Cass frowned. “I wonder what’s going on? She’s a better writer than celebrity gossip. Mysti must be really desperate for inches if she’s writing tripe like that.”
“Still,” said Stone. “It brings up a good point. We’ve been lucky so far that Derek died in Texas and kept a low profile here. Sooner or later, luck always runs out, and it’s going to come out about Derek’s death.”
Mac said, “Probably once the estate is settled. Legal notices have to be published and the like.”
“What we told Baddiscombe should work,” suggested Kendra. “It has the benefit of being the truth, if not all of it.”
“What about the whole “running away from the wedding” thing?” asked Montana.
“Chalk it up to an acute attack of nerves?” pondered Cass. “I’d rather be known as a nervous bride than one who dumped her spouses after a month.”
“That could fly,” agreed Kendra. “Remember, nobody else saw the gun.”
“That reminds me,” said Cass. “Mac, did you ever manage to track down Farrell? I know you said you had some leads.”

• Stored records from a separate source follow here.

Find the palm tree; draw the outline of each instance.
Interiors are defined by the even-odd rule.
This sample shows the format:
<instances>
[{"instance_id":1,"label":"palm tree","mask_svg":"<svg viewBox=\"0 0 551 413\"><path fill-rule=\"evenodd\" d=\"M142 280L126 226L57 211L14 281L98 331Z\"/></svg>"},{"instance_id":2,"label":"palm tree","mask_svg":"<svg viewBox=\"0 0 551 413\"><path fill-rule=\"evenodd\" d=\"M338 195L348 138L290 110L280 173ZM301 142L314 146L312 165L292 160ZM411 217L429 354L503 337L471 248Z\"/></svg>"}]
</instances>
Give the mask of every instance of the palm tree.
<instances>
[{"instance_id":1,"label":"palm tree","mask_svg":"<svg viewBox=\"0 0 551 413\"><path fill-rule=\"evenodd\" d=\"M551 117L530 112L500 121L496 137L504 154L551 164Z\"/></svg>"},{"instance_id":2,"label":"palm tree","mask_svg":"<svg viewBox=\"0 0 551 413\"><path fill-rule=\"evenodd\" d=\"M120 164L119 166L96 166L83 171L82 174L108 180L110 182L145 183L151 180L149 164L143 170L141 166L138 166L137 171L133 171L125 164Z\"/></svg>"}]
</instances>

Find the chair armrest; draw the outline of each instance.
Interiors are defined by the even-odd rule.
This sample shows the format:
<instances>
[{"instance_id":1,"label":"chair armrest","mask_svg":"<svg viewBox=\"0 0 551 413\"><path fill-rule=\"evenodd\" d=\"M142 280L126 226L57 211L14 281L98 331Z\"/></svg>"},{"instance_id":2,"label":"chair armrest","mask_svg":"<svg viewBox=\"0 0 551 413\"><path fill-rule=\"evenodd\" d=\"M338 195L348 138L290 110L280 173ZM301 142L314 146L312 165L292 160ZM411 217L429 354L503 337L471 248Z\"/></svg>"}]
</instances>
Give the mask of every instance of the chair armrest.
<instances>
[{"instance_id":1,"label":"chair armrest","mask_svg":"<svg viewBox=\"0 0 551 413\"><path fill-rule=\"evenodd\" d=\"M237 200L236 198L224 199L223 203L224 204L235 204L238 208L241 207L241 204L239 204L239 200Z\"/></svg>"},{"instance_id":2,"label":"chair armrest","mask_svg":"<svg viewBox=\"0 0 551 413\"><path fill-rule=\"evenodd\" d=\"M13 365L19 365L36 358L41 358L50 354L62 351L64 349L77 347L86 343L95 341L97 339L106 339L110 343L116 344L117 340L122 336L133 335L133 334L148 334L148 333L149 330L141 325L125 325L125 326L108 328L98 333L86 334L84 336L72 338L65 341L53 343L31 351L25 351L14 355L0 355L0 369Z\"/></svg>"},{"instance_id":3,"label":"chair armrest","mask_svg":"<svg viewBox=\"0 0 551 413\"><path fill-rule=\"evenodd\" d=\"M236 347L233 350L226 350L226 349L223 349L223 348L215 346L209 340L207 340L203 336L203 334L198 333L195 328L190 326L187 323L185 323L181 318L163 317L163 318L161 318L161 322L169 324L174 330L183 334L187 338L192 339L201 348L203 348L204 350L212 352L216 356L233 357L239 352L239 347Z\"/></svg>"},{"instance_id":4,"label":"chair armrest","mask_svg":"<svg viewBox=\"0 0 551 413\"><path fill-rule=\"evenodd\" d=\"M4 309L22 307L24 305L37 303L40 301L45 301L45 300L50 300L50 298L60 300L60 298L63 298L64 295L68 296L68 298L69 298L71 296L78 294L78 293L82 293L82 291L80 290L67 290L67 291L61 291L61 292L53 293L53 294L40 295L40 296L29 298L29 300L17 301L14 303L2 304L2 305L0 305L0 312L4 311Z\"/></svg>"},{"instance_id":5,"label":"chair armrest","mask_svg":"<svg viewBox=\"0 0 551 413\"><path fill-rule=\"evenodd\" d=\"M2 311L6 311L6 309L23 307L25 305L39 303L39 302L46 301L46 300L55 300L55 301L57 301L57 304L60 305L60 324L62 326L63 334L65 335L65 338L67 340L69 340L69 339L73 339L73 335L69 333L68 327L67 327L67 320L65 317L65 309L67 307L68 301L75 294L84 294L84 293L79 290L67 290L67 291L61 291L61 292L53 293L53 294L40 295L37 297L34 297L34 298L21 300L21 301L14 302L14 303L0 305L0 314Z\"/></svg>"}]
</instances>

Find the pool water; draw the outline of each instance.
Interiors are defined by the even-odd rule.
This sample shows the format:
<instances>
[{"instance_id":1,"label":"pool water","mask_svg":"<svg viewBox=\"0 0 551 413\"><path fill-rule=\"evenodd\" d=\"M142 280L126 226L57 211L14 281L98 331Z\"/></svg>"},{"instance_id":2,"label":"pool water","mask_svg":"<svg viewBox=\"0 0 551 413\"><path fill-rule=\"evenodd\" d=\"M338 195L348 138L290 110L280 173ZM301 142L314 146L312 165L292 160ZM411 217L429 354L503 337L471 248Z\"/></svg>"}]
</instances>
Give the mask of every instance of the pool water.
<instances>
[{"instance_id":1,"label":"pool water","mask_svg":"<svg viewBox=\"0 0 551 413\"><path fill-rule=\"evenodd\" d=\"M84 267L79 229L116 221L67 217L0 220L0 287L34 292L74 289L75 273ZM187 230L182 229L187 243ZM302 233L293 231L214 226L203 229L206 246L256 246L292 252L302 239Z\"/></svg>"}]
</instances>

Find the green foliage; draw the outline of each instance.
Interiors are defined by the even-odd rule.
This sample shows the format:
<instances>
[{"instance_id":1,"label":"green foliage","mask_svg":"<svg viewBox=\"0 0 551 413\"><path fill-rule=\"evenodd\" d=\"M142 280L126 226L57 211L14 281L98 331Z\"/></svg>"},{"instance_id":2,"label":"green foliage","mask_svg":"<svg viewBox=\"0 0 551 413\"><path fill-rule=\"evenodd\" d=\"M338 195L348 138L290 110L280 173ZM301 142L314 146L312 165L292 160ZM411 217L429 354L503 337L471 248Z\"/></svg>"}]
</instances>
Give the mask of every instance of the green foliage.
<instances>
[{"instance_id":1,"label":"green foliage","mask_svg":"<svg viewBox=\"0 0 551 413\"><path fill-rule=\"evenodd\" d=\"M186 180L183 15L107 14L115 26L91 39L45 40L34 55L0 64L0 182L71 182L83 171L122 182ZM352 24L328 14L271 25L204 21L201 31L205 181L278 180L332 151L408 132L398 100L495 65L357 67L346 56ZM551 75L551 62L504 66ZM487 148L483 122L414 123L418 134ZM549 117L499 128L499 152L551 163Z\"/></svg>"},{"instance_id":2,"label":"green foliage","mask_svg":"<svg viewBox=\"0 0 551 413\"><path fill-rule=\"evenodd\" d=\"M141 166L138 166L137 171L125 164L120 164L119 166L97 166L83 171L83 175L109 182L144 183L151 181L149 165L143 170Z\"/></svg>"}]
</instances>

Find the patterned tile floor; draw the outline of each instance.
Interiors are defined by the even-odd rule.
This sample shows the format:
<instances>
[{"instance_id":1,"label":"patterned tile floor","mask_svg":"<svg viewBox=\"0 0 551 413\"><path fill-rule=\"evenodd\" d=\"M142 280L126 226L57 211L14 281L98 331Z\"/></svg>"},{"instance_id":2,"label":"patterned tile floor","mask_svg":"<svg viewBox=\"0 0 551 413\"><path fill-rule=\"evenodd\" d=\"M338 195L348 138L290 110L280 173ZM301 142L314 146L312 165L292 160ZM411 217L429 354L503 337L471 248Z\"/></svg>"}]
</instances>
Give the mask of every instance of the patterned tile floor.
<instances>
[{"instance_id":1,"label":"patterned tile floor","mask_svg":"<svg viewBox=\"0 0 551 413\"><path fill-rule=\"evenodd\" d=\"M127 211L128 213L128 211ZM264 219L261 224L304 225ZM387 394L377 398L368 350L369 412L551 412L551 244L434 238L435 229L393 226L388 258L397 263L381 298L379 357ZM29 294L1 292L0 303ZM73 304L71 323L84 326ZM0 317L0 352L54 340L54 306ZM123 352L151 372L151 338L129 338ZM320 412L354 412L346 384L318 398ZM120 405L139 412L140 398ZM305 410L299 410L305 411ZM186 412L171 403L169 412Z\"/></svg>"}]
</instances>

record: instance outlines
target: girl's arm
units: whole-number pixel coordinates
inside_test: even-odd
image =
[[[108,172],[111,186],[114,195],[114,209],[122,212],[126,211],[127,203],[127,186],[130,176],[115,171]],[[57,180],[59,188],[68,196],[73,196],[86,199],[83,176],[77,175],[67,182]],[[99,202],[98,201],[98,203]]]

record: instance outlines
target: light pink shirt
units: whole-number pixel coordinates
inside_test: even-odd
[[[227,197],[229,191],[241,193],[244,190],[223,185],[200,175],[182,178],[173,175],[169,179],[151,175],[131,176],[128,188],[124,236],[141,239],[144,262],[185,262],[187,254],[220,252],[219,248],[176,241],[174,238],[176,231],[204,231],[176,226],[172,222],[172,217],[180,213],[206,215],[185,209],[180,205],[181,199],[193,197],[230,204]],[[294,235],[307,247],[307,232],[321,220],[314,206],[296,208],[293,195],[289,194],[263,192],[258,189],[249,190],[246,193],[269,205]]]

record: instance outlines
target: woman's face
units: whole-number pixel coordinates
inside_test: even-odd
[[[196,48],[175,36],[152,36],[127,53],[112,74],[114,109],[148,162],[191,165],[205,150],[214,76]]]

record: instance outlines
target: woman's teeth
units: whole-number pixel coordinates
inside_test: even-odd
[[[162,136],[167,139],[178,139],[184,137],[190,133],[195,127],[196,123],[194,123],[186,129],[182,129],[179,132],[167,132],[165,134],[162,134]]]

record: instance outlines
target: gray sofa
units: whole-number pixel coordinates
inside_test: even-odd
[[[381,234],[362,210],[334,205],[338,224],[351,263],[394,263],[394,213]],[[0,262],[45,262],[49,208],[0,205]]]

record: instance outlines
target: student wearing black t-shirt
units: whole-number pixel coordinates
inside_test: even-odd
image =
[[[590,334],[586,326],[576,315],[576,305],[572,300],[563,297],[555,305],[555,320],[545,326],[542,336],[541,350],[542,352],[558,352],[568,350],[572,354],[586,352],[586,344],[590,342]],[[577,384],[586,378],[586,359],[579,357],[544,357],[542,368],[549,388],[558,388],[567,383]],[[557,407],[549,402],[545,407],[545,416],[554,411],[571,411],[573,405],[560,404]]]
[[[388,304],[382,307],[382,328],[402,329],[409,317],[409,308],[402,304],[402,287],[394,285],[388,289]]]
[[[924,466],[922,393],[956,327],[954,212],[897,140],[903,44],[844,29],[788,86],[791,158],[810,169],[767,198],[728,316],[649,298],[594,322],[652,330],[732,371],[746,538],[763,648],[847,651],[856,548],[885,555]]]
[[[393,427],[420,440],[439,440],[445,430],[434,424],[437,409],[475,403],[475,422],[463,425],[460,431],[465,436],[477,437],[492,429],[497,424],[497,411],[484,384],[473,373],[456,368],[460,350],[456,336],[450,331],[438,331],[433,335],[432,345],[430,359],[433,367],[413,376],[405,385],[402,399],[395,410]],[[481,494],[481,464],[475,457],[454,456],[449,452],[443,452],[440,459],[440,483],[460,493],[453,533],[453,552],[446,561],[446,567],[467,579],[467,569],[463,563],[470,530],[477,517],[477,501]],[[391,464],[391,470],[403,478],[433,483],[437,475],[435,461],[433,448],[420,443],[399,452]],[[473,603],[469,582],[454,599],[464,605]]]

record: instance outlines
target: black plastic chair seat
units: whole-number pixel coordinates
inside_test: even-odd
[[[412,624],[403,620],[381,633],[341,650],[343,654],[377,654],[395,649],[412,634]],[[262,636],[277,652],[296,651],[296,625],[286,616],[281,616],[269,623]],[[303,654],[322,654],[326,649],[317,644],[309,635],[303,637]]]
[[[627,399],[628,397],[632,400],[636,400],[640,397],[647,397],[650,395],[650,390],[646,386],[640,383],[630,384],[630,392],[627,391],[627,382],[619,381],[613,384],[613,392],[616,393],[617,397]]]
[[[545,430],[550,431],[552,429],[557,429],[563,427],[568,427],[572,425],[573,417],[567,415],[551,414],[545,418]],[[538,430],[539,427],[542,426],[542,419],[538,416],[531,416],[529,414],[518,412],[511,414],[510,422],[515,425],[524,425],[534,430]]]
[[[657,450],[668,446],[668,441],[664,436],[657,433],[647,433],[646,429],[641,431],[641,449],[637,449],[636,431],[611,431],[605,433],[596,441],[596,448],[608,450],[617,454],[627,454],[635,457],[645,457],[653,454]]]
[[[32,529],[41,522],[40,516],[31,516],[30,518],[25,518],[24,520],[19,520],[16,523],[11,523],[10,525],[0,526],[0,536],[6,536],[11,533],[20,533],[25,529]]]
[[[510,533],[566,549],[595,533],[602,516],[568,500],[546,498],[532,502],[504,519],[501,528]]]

“I did, and you’re not going to believe it, the last pieces fell into place today, and boy were they hard to find, but I did, I had to get into the databases of three different countries, thirteen agencies, and hire four PIs, but beyond his contract and a few notes on him there wasn’t anything, you remember I told you about that, anyway it turns out Farrell isn’t his name, you probably already figured that much on your own, his real name is actually, you ready for this, Michelle Jeffries, yeah he’s a she, she’s been a freelance hitman, hitwoman? Whatever, freelance assassin, for eight years, she’s created all sorts of alternate identities, male and female, take on any job, anywhere, her prices are sky-high, but she’s never been caught, there’s only one good file out there on her, and if I told you where I got it I’d have to kill you, the point is just that she was a bitch to trace, but I finally know where she’s based. Once I found that out, I could hack into her records. Her files are really comprehensive, she’s got all the details about everything and everyone.” Mac stopped to take another bite.
“Well, I’ll be damned,” whistled Kendra, shaking her head. “I never had a clue that Farrell was a woman. How long was she setting this up?”
“Oh,” Mac said, still chewing. “She got the assignment only a few weeks before she made an attempt.”
“That doesn’t make any sense,” disagreed Cass. “Reverend Farrell was at the First Unitarian Church for at least six years, maybe seven. I remember running into him all over town. Surely you don’t mean she was playing the role for that long?”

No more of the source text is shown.